When people are confused, I have seen some choose to not ask a clarifying question. Most of the time, that aversion comes out of fear of being embarrassed for asking. You don’t know even that?
I’m not like that. To me, if I’m confused, I have enough confidence in myself to know that the person who is explaining the thing to me is at least partially to blame. I’m confused because you aren’t explaining it well.
I recently had a bad experience with a colleague. New to the particular environment and task, I asked him for clarification, wanting to learn and be helpful to him and the rest of our team as soon as I could. Instead of answering my question, he got defensive and told me, “don’t be confused.”
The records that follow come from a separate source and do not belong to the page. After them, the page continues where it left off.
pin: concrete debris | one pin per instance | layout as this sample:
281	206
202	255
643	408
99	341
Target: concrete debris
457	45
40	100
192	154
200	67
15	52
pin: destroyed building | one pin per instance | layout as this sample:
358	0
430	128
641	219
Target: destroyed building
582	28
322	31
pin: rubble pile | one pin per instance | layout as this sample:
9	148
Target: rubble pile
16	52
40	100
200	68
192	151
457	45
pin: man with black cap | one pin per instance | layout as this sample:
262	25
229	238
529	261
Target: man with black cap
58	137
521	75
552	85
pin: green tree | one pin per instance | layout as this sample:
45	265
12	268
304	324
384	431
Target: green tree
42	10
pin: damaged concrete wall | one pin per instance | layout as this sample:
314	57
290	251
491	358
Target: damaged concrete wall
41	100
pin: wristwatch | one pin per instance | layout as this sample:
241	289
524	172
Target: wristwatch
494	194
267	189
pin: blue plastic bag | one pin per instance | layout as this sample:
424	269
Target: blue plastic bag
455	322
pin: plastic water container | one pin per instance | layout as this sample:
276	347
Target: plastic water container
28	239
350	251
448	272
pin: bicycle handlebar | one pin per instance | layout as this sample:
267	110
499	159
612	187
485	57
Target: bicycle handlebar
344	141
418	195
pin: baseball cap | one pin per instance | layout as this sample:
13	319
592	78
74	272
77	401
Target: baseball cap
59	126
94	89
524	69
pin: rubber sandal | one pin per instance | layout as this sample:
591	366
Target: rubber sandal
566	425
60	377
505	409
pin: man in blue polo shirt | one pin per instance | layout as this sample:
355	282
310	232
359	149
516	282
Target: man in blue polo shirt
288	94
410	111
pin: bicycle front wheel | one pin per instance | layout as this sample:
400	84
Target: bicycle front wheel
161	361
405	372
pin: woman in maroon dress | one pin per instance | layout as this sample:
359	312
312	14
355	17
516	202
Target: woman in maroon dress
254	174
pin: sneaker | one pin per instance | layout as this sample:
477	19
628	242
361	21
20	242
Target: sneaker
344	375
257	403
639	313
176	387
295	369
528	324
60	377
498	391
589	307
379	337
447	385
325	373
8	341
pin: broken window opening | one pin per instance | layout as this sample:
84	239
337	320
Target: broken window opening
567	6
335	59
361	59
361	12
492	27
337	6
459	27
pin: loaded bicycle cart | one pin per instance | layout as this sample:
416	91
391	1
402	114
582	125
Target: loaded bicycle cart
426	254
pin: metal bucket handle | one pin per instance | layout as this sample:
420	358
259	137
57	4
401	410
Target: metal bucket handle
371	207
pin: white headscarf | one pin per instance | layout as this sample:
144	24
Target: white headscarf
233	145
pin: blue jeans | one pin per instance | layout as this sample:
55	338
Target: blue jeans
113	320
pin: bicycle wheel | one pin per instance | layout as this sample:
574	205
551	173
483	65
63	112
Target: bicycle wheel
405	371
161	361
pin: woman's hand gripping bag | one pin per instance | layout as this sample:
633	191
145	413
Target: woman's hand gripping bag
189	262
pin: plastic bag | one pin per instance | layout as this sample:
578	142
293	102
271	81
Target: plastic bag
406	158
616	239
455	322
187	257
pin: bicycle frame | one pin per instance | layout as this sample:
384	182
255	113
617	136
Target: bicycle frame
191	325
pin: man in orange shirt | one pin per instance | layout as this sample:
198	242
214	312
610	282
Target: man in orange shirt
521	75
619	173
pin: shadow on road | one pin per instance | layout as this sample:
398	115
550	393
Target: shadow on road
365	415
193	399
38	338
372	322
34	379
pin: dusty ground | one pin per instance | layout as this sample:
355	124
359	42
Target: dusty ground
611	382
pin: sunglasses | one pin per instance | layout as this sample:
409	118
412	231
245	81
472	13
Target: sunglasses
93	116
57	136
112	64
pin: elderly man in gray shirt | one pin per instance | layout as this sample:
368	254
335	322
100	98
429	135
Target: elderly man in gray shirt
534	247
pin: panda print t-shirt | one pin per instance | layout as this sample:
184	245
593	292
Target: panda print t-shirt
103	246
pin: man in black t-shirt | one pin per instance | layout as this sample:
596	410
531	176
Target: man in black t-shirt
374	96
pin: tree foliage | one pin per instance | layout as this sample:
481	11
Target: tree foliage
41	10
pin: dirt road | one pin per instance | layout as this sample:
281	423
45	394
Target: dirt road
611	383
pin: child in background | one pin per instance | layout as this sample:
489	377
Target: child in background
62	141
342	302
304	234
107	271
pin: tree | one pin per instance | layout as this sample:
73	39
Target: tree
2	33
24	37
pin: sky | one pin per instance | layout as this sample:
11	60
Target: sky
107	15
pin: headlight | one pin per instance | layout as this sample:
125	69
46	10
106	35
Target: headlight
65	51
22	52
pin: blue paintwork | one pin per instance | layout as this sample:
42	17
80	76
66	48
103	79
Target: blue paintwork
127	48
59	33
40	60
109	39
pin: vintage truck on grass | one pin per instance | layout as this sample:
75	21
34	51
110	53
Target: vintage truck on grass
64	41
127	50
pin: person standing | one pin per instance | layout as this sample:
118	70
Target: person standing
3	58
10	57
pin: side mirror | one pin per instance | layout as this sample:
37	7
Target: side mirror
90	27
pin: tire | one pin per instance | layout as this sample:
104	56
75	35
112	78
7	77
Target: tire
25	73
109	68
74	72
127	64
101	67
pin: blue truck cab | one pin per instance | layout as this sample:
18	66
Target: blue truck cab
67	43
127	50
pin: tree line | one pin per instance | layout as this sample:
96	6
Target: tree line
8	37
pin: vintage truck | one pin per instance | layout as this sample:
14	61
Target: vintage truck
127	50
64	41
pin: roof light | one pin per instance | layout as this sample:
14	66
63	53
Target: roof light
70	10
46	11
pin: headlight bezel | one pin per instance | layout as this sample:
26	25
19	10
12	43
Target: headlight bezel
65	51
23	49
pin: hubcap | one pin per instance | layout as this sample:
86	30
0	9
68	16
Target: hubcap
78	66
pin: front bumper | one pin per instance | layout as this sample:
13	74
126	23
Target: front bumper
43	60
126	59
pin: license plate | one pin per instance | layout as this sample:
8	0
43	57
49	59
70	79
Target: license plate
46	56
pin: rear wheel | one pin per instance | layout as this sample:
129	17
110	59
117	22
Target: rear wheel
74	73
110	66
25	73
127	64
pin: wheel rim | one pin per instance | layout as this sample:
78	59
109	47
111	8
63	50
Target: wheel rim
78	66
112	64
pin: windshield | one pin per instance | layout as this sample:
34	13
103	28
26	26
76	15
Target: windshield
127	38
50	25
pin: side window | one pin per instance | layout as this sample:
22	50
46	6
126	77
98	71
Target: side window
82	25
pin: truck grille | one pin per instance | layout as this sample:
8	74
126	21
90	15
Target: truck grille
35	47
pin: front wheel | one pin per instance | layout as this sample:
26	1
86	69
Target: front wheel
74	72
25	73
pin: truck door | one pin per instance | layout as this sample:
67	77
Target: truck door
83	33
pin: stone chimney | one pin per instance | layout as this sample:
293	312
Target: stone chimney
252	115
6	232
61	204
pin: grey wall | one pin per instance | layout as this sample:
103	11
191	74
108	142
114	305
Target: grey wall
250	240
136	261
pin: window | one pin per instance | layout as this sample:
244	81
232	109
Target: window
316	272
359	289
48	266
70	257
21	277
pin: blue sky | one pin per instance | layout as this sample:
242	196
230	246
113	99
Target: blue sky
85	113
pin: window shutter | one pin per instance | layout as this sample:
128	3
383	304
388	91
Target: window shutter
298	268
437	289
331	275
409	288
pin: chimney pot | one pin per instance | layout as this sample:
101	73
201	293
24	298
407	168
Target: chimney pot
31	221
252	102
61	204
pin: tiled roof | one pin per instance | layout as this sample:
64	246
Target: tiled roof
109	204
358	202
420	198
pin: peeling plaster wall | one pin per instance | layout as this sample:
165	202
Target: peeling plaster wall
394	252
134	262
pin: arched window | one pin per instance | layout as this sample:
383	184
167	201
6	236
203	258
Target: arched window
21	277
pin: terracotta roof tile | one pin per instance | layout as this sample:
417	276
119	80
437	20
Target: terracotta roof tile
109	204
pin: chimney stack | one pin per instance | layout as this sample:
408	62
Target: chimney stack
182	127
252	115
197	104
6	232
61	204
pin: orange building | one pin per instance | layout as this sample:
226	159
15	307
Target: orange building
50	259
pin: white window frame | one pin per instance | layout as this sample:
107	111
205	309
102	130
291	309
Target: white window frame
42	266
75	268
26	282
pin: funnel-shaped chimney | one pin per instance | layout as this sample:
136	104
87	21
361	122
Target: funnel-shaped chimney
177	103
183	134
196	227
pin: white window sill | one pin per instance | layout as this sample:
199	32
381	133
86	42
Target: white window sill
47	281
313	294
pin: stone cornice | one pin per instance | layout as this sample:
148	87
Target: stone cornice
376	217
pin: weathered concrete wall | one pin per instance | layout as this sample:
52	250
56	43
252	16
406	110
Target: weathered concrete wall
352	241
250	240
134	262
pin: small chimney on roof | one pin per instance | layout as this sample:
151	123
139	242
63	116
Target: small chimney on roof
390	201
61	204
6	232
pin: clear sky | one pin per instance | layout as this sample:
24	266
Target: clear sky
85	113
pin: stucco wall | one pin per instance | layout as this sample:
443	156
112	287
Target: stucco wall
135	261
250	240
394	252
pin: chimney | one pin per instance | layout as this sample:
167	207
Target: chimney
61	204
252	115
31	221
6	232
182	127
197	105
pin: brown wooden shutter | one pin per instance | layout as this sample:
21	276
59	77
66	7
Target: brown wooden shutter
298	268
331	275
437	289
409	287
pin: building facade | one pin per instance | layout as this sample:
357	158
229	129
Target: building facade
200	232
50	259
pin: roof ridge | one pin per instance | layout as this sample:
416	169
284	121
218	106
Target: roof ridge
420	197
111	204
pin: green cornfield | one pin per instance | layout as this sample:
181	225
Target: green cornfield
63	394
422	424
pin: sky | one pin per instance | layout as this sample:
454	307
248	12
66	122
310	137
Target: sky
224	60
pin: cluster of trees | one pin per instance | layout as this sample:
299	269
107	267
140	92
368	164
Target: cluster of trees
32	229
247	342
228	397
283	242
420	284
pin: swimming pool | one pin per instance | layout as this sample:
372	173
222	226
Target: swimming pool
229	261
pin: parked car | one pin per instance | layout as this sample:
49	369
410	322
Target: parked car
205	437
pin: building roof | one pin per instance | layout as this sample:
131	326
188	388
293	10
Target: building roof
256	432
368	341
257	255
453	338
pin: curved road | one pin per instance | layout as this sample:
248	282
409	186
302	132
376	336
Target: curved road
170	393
That was a really strange way to respond. I mean, that’s like telling someone who’s in pain to not hurt. “Don’t be hurt.”
The thing is, I don’t want to be confused - that’s precisely why I asked a question to clarify.
To me, being defensive and unwilling to give a real answer to someone asking “why” is unacceptable behaviour in a professional setting. It hinders your teammate’s growth, which at the end of the day means stifling the growth of your team or organisation as a whole. And unacceptable behaviour must be called out, lest they fester into a cultural norm.
So I stood my ground, unapologetic for being confused. I gave him feedback face to face, away from other people, but he either couldn’t understand the problem or his ego prevented him from changing directions.
The whole experience turned my exercise in the Army into a nightmare for me, and I believe, him too.
My point with recounting this story is this: you shouldn’t feel sorry for being confused. It’s most likely not your fault.
In my opinion, it’s only your fault if you fail to ask clarifying questions to get out of the confusion.
Asking to clarify is a sign of strength, not weakness. Unsure? Ask. Keep clarifying!